They are itching for a good time after months of lockdown, coronavirus be damned: young adults in Florida are fueling a dangerous rise in COVID-19 infections.
Seemingly feeling immortal, these fun-crazed people began gathering in bars, nightclubs and elsewhere after the Sunshine State reopened its economy this month -- though the state has now had to put a hold on alcohol-fueled nightlife.
Check out Instagram, and there's always a party on a beach somewhere, or at a swimming pool, or on a rented yacht in south Florida, where nightlife spots other than restaurants are still closed.
Plus, buses are hired for bachelorette parties teeming with folks drinking beer, dancing to reggaeton music -- and spreading the coronavirus.
Infection rates were stable as Florida joined the rest of America in lockdown from March through May. But they shot up in June after the state moved to reopen and tourists from all over the country started pouring in.
On Ocean Drive, which is a kind of party central in Miami Beach, visitors from Missouri, Texas, Georgia and elsewhere stroll by the sea.
Round about midnight Mike Olivera, a 25-year-old visiting from New York, sits on a wall on the oceanfront promenade and sneaks sips of vodka with a buddy, watching a steady flow of fresh-faced young humanity saunter by.
And listen to how concerned Olivera is about mask-wearing and social distancing: "I wanted to get laid," he said, explaining why he came to Miami.
Olivera chuckles, then clarifies. He is from New York, the former COVID epicenter of America, with its tight social distancing restrictions.
"So I wanted a break and actually to be able to do things, meet nice people and hang out," said Olivera.
With that kind of attitude common, Florida has set records for new cases almost every day for the past two weeks -- more than 5,000 on Wednesday and Thursday as infection rates rise ominously here and elsewhere in the South and West of the country.

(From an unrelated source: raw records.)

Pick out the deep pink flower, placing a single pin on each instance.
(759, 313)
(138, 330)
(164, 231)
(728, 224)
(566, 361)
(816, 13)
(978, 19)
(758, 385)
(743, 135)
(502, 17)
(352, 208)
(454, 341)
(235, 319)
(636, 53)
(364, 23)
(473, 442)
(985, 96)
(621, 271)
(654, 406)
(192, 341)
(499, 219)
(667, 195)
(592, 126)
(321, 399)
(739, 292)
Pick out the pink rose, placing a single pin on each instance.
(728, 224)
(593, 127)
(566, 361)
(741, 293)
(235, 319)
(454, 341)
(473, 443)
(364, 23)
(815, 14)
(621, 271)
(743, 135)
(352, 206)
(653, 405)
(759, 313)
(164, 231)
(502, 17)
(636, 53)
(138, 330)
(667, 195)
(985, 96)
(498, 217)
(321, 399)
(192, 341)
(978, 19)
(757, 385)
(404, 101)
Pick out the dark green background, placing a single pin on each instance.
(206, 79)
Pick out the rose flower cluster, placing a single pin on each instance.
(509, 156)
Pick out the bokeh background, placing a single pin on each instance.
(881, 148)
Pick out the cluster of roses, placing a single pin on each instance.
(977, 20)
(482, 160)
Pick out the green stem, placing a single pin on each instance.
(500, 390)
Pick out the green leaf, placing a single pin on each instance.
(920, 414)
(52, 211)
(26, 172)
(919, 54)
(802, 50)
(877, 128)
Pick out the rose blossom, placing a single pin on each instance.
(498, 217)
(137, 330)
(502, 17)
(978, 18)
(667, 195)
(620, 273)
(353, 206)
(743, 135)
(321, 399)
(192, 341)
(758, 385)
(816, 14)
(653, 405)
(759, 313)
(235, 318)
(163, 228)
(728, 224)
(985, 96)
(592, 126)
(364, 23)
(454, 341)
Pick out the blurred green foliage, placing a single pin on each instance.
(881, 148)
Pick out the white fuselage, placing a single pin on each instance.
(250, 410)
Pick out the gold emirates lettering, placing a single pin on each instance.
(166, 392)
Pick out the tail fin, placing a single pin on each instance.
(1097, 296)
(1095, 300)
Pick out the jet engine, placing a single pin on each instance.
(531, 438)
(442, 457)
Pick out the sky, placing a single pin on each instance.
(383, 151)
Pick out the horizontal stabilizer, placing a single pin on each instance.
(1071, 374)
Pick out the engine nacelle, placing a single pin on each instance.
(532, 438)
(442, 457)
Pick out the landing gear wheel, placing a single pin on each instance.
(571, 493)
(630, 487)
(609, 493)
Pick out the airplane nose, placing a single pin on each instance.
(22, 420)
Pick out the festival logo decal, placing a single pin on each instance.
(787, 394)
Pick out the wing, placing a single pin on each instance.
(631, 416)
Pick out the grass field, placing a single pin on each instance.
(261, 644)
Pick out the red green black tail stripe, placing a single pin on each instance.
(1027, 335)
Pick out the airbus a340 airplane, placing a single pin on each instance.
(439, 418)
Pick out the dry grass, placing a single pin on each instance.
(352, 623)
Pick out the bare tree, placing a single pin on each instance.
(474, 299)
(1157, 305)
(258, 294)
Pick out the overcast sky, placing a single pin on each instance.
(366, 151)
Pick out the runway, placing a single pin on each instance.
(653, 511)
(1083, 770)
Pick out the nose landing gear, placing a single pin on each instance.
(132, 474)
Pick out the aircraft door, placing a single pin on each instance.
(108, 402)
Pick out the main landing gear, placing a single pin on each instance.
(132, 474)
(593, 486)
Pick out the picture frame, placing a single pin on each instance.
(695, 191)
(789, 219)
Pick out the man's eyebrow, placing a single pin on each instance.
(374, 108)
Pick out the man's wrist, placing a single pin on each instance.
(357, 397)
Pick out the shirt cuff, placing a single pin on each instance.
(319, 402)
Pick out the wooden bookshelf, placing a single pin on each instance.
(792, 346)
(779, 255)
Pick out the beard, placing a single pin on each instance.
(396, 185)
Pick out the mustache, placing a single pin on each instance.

On Monday, Florida surpassed 100,000 known coronavirus cases, and the average age of the people infected is now 33 -- down from 65 two months ago.
Governor Ron DeSantis said this week the state is seeing a "real explosion" of virus cases among young people, and he warned that places serving booze without enforcing social distancing rules could be stripped of their liquor licenses.
On Friday, the state abruptly halted on-site alcohol consumption in bars because of the surging infection rate.
Dr. Anthony Fauci, the nation's leading infectious disease expert, said young people nationwide, many of them asymptomatic and spreading the virus unknowingly, are now driving a "paradigm shift" in the dynamics of the pandemic. In stern terms, he warned them to think about the health of others.
"If you get infected you will infect someone else," he told a news briefing after a meeting of the national coronavirus task force, the first in two months. "And then ultimately you'll infect someone who's vulnerable.
"The only way we're going to end it is by ending it together."
In Florida, servers braving crushing heat sweat through their face masks and wear plastic gloves as they wait on customers.
Some restaurants have been shut down or closed voluntarily to try to contain the spread of the virus in a state heavily dependent on tourism revenue.
- Life is not normal -
Olivera shrugs off the threat of the virus.
"No, I don't feel like it's going to affect me. I'm 25 years old, I don't feel like I have anything to worry about," he said.
"I faced uglier things. I come from the Bronx, you know what I mean. If I survived that I can survive Miami," he said, then downed a shot of vodka.
But Annalisa Torres, a data analyst newly graduated from the University of Florida, said it irks her to see people her age behave this way.
"It’s important to recognize that as young adults, the actions we take throughout this pandemic don’t only affect us, but the people around us," she said from self-quarantine in her home in Miami.
"In my case, I live with my parents and younger brother. I stay home not for me, but for them," said Torres.
The problem is that when young people are told they are less vulnerable to the coronavirus they feel impervious to it, said Mary Jo Trepka, an epidemiologist at Florida International University.
"The message has been that it's primarily severe for older people, and that young people are less likely to get sick," she told AFP.
"That's very true, but once you start getting so many young people that are sick, there will be some that are going to get very sick and will end up being hospitalized," Trepka added.
And many families in south Florida are multi-generational, so younger people are often in contact with elderly relatives at home, she added.